Abstract:
A wheel suspension type front fork has a structure capable of being manufactured without a metal mold and cutting work. An inner tube 18 is disposed to a sliding tube 13 to form a dual-tube structure. A receiving plate 19 is supported by an upper end of the inner tube 18 and an axle receiver 25 of the sliding tube 13 is reinforced by a lower end of the inner tube 18.

Description:
BACKGROUND OF THE INVENTION 
     1. Field of the Invention 
     The present invention relates to a wheel suspension type front fork of bicycles or other two-wheeled vehicles and a manufacturing method of a sliding tube constituting the front fork. 
     2. Description of the Related Art 
     Bicycles or the like adopt the wheel suspension type front fork in order to absorb a shock when a front wheel runs on a difference in level. 
     FIGS. 6(a) and (b) illustrate an example of a conventional wheel suspension type front fork. The front fork includes a sliding tube 1 having an upper portion which is fit slidably to a supporting tube not shown and a lower portion which is formed with a thick axle receiver 2 including a recess for supporting an axle of the front wheel. A step 3 is formed on an inner periphery at a lower portion of the sliding tube 1 and a disklike receiving plate 4 is engaged on the step 3. A lower end of a coil spring 5 abuts against the receiving plate 4 and an upper end of the coil spring 5 abuts against a spring receiving member (not shown) which is fit and fixed to a lower portion of the supporting tube. The coil spring 5 and the receiving plate 4 constitute a portion of a shock absorber. Accordingly, the force of shock can be absorbed by moving up and down the sliding tube 1 by expansion and contraction of the coil spring 5. 
     FIGS. 7(a) and (b) illustrate an example of another conventional wheel suspension type front fork. A sliding tube 1 of the front fork includes a tube portion 6 and an axle receiving portion 7. An upper cylindrical portion of the axle receiving portion 7 is fit into a lower portion of the tube portion 6 and joined thereto with adhesive or by brazing. 

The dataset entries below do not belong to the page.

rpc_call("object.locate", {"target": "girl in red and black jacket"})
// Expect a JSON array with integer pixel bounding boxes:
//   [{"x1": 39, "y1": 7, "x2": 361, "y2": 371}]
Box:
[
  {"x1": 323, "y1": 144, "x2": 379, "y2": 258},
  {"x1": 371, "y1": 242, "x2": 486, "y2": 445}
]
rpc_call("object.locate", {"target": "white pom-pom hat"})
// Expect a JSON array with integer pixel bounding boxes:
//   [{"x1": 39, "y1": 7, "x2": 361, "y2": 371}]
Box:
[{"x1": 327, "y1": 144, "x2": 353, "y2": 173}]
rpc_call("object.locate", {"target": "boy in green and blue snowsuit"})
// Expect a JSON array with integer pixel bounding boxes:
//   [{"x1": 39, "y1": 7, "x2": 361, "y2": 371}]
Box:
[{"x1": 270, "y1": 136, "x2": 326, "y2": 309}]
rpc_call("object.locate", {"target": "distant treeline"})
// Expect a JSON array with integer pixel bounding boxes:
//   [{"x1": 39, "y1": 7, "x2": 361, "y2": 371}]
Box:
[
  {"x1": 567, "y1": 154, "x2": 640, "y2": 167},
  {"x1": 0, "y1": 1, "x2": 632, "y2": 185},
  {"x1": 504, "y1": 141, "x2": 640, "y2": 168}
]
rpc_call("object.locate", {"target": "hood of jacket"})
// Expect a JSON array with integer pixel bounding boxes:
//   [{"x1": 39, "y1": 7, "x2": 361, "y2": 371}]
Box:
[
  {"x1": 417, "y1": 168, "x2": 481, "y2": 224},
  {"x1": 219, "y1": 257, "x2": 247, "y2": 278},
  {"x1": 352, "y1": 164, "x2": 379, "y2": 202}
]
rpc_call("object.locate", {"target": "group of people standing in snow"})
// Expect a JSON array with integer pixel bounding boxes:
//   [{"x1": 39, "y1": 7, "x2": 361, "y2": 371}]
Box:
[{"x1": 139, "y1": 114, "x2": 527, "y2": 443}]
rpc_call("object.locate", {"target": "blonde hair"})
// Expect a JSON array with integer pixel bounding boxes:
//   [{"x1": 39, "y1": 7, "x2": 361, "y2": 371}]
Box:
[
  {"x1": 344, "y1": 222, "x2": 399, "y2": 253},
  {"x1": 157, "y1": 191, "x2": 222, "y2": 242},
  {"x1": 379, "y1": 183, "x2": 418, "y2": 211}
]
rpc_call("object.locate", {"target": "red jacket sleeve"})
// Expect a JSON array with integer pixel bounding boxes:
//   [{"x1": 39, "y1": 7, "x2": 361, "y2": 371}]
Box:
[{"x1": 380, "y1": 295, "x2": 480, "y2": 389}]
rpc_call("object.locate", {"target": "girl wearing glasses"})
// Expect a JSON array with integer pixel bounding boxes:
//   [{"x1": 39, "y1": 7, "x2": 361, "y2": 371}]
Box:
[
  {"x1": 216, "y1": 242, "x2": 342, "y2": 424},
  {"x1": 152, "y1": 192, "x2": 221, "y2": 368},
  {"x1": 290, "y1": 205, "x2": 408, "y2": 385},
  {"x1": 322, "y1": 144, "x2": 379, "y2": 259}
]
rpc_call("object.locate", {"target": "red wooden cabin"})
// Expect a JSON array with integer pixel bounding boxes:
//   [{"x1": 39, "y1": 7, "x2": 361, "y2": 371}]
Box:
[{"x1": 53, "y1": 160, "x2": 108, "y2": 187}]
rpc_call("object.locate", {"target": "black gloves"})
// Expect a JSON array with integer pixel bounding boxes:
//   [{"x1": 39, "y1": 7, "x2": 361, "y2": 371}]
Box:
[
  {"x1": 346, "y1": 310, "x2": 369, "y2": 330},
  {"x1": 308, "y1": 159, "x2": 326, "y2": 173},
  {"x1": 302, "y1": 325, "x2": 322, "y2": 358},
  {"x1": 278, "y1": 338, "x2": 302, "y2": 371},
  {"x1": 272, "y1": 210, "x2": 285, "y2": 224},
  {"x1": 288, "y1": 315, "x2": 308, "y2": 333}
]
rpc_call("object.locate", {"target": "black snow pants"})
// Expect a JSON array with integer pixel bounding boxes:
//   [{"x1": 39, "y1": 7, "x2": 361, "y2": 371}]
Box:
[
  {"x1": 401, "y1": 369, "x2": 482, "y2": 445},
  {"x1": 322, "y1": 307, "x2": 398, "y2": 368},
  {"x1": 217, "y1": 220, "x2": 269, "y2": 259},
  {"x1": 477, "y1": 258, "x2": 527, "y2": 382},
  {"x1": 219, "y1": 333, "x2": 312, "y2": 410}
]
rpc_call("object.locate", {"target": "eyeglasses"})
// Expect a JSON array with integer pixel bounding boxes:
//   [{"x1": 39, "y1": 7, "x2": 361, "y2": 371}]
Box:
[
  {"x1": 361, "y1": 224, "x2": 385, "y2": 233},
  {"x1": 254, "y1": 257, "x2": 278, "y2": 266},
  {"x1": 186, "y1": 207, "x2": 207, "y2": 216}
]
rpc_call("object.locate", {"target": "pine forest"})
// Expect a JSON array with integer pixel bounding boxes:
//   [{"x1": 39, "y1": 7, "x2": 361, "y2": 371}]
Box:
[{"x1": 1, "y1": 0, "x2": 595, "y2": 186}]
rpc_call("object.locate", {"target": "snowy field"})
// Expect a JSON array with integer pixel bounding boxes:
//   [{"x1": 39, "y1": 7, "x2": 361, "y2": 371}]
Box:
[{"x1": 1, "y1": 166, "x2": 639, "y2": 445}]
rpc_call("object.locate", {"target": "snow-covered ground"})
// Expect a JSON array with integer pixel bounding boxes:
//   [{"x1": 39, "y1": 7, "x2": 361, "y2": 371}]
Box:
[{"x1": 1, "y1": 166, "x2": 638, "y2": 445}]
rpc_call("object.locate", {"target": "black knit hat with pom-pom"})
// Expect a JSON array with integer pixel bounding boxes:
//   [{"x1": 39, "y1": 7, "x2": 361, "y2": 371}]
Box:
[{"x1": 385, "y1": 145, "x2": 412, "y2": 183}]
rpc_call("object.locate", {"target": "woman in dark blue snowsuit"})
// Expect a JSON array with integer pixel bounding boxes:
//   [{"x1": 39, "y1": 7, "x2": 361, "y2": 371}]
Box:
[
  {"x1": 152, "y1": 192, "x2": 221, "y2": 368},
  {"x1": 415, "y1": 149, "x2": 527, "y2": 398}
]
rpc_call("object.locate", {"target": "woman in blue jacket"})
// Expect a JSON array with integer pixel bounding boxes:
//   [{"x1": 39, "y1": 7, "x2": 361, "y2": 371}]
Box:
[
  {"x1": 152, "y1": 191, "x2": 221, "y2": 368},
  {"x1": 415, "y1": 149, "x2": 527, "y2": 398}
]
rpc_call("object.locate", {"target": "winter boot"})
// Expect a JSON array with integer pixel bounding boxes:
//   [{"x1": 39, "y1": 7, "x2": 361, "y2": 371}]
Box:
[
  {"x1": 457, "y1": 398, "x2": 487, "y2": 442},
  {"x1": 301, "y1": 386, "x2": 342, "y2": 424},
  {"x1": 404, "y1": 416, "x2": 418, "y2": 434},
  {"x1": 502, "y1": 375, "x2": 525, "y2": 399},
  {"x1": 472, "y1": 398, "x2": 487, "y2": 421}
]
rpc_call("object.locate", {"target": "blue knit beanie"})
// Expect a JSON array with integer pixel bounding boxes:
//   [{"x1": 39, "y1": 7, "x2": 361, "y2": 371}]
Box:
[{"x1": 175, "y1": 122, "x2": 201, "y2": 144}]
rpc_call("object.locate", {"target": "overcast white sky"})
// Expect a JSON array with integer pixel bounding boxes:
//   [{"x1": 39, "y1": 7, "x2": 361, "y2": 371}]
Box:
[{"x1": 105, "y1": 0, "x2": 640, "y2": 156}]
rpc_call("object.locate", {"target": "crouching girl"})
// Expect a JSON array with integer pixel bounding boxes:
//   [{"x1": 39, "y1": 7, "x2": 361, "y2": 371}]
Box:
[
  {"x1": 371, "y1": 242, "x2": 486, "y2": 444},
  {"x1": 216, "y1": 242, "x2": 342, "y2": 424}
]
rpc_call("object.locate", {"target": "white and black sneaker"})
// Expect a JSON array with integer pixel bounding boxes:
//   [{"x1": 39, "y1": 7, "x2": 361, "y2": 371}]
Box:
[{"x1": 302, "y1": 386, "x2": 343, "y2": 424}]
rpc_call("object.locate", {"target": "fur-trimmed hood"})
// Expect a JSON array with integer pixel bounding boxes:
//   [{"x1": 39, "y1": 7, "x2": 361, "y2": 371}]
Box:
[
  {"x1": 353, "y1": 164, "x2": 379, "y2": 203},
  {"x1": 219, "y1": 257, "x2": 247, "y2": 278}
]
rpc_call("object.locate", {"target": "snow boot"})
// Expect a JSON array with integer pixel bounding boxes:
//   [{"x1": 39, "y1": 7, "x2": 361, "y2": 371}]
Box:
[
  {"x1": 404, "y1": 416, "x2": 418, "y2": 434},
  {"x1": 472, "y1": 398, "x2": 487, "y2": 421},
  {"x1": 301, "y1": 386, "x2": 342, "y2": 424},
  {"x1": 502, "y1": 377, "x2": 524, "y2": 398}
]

     With the front fork shown in FIG. 6, the sliding tube 1 is integrally formed to the axle receiver 2 by means of casting or forging and the step 3 for supporting the receiving plate 4 is formed by cutting the inner surface of the sliding tube 1. Accordingly, the conventional front fork requires an expensive metal mold and associated facilities as well as the cutting technique accompanied with difficulties in work. Thus, the front fork itself is very expensive. 
     Further, with the front fork shown in FIG. 7, since a metal mold and associated facilities for casting or forging are required similarly in order to form the axle receiving portion 7, the front fork is expensive, and since there is a possibility that the axle receiving portion 7 is separated from the tube 6 when the force of shock is added, it is necessary to secure the joining strength thereof and accordingly the joining work requires much labor and attention. 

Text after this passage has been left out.